Articles on the topic contain statements like:

“We get this notification from Fayette County water system saying you need to stop watering your lawns to help conserve water,” said James Clifton, an attorney and property rights advocate who obtained and shared the 2025 letter to QTS.

“So the first thing they do is lean on the individuals and the citizens to stop water consumption when we have QTS that’s just absolutely draining us — most months it’s the No. 1 consumer of water in the county,” said Clifton, who is also running for a seat on the Fayette County Board of Commissioners.

It really annoys me that this is shared without analysis. The instruction to stop water lawns is entirely unrelated to the data centers water use.

The systems planning documents show the water sources are sufficient for the projected demand in 2070, but the production capacity (treatment plants) needs to be expanded. Even though there were a lot of losses in 2024, the system was still opening in their capacity. Local pressure losses are a reflection of local bottlenecks, not overall system capacity issues.

Further, the water conservation is mandated by the Metro North Georgia Water Planning District and their Water Resource Management Plan which:

requires that Fayette County Water System develop an irrigation pricing schedule that recognizes the impact on peak demand from irrigation.

These restriction have been in place since at least 2007, according to my tired eyes.

Anways, I'm not trying to defend the data centre. I'm just annoyed with all the misinformation about this specific case. The root cause is likely administrative.

While not the case for this specific county, things like non municipal water supply for industries including animal agriculture are a massive risk to water sheds. These water users are subject to far fewer audits and checks, so if they are withdrawing more than permitted they are unlikely to get caught. Water tables drop and municipal supplies are impacted, but again without the means to identify the cause.
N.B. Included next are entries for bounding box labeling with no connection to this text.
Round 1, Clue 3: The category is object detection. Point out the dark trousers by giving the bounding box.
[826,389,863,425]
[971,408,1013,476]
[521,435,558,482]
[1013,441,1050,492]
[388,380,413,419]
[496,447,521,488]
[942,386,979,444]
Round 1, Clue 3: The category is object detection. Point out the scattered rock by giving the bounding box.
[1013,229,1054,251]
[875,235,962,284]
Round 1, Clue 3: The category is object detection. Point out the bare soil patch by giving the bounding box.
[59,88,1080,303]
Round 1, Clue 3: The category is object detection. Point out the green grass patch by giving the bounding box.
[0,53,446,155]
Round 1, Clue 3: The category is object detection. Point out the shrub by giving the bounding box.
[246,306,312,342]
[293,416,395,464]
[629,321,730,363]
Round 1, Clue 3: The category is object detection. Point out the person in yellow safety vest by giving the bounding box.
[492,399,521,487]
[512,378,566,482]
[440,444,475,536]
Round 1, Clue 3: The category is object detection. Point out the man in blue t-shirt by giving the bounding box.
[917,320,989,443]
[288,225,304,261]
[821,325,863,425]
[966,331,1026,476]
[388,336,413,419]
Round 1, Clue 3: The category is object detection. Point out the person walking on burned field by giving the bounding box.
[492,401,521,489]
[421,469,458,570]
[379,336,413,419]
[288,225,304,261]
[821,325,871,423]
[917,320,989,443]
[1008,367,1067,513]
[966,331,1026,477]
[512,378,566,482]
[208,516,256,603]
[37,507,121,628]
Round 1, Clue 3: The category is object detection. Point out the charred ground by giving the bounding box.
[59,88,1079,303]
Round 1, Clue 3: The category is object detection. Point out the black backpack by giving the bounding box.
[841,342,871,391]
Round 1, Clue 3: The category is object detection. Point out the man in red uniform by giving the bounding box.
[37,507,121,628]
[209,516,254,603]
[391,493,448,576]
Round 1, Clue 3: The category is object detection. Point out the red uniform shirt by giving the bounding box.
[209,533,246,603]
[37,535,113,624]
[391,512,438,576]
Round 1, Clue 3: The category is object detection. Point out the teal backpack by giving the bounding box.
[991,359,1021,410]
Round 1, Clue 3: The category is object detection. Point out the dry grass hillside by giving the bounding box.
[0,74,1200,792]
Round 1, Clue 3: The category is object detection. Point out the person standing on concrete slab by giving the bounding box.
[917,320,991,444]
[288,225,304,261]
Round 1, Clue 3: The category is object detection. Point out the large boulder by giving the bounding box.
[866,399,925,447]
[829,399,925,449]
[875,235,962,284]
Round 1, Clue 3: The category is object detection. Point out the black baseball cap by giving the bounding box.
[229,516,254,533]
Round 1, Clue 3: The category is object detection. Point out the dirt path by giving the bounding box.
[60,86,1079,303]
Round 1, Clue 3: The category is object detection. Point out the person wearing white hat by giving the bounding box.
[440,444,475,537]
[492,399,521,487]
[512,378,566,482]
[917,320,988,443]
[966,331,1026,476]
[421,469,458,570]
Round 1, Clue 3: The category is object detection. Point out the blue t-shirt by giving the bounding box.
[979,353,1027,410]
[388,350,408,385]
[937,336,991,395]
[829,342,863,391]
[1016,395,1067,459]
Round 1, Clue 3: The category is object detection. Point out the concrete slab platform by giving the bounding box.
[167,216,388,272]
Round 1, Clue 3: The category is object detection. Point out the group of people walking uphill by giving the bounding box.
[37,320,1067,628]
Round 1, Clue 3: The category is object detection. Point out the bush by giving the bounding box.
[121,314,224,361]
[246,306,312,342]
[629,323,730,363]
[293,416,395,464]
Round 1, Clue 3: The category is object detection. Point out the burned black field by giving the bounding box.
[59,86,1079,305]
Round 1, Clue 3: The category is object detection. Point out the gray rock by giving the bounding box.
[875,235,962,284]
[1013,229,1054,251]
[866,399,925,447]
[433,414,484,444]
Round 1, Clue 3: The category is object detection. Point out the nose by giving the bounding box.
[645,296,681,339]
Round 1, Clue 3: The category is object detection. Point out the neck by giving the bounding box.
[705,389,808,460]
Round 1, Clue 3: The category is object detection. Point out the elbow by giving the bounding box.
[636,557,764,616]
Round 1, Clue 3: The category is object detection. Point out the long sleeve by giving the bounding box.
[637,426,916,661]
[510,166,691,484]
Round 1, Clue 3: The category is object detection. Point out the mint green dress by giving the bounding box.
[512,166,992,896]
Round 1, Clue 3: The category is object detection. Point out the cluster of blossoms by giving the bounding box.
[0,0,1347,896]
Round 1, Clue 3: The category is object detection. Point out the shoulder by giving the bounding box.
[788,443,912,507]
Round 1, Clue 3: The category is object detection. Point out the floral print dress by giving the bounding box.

Attention on this specific case and all the misinformation about it is a distraction from other massive water users and their impact.

ETA: https://thecitizen.com/2026/05/11/behind-fayettes-qts-water-controversy-a-missed-meter-8000-workers-and-a-massive-construction-project/

Lol, it was a comms failure

[–] Nautalax@lemmy.world 3 points 16 hours ago

People would love to live in a state with Mediterranean climate mostly year-round regardless of subsidence. You can say it would reduce agricultural jobs if charging for unsustainable water use put down farms dependent on it and that would make California less attractive economically. But even assuming the entire hulk of California agriculture was destroyed, that’s in the low single digit percentage of the state’s economic activity.

It’s not just a matter of that the soil went down. The water was extracted from a matrix of soil and water, and the soil sinks because the matrix of soil and air no longer stands up to the weight above it and gets compacted down. Less voids in the soil means that when rain comes in, instead of seeping down and recharging aquifers it piles up on the surface in sheets that then race down to lower elevations in floods that sweep away whatever is in their path. And with enough extraction and lessened recharge eventually the wells stop working and force the issue. Everyone suffers from natural disasters for the benefit of a few who just so happened to get water rights from early settlement.